What you think should happen instead
No response
How to reproduce
May some timeout parameter? but i'm not find .
Operating System
Red Hat Enterprise Linux release 8.9 (Ootpa)
Anything else
No response
Are you willing to submit PR?
- [X] Yes, I am willing to submit a PR!
Code of Conduct
- [X] I agree to follow this project's Code of Conduct.
After set enable_parallel= off,this error not occurred; May the parameter enable_parallel = on have some problem?
If enable_parallel, it means more processes will be created, which would cause more connections and consume more resources.
But it's a test environment ,only 1 test connect . connections and resqueue is enough ,see pictures below .
you can provide info by command: ulimit -a
@avamingli Could help verify the issue. IIUC, it's not libpq connection but network connections of OS, more processes could consume more interconnect connections. You could set lower parallel degree by max_parallel_workers_per_gather.
@avamingli Could help verify the issue. IIUC, it's not libpq connection but network connections of OS, more processes could consume more interconnect connections. You could set lower parallel degree by max_parallel_workers_per_gather.
Yes, The connection num is decided by slice and gang and parallel workers.
@fsmiledream Could you provide the reproduce SQL and plan?

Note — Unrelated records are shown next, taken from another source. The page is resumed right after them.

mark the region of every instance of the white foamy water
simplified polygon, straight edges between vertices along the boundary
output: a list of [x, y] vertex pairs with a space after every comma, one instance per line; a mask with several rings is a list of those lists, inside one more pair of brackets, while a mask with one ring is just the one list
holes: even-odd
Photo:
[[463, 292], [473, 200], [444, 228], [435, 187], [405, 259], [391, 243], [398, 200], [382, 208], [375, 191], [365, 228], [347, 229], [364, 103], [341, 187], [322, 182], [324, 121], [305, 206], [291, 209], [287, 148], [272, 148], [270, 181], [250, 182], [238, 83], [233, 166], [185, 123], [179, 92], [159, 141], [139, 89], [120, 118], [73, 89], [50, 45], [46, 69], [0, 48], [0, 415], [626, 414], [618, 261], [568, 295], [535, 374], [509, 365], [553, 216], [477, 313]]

max_parallel_workers_per_gather=64 in my environment.
The sql :
SELECT A.serial_no, a.visit_start_time, A.visit_end_time, bpi.* FROM (SELECT ov.org_code, ov.person_info_id, ov.serial_no, '1' AS visit_type_code, ov.visit_start_time, ov.visit_end_time
FROM visit ov
WHERE ov.update_datetime BETWEEN '2024-09-13 13:43:33.180' AND '2024-09-14 13:43:33.180'
UNION ALL SELECT ir.org_code, ir.person_info_id, ir.serial_no, '2' AS visit_type_code, adm_time as visit_start_time, discharge_time as visit_end_time
FROM record ir
WHERE ir.update_datetime BETWEEN '2024-09-13 13:43:33.180' AND '2024-09-14 13:43:33.180'
UNION ALL
SELECT per.org_code, per.person_info_id, per.serial_no, '3' AS visit_type_code, start_time as visit_start_time, end_time as visit_end_time FROM phy_exam_register per WHERE per.update_datetime BETWEEN '2024-09-13 13:43:33.180' AND '2024-09-14 13:43:33.180' ) A
left JOIN basic_info bpi ON A.org_code = bpi.org_code AND A.person_info_id = bpi.person_info_id AND A.visit_type_code = bpi.visit_type_code;
max_parallel_workers_per_gather=64 too large , 1~8 is recommended.
max_parallel_workers_per_gather=64 is also in greenplum .Because the server configuration is enough. There are four physical machines, each with 256GB of memory and 64-core cpu,and ssd disks.
max_parallel_workers_per_gather=64 is also in greenplum .
Greenplum doesn't have parallel plan feature, it's a dead GUC for GPDB. It doesn't matter what you set it in GPDB.
CBDB parallel plan provide better performance for query on large tables/joins, and of course, it consumes more resources.
Running non-parallel plan in GPDB, it doesn't report warnings, if you run non-parallel CBDB plan, it doesn't neither.
As said:
max_parallel_workers_per_gather=64 is too large, in production, we don't recommend it bigger than 8.
We follow Postgres, the default value is 2, considering slices and motions across slices, there could be a large number of connections for your query.
Also, I see your config max_connections = 800, it surely bad thing will happen if there are really so many connections of long query in MPP.
No updates coming after suggestion given. Thanks all for helping on it.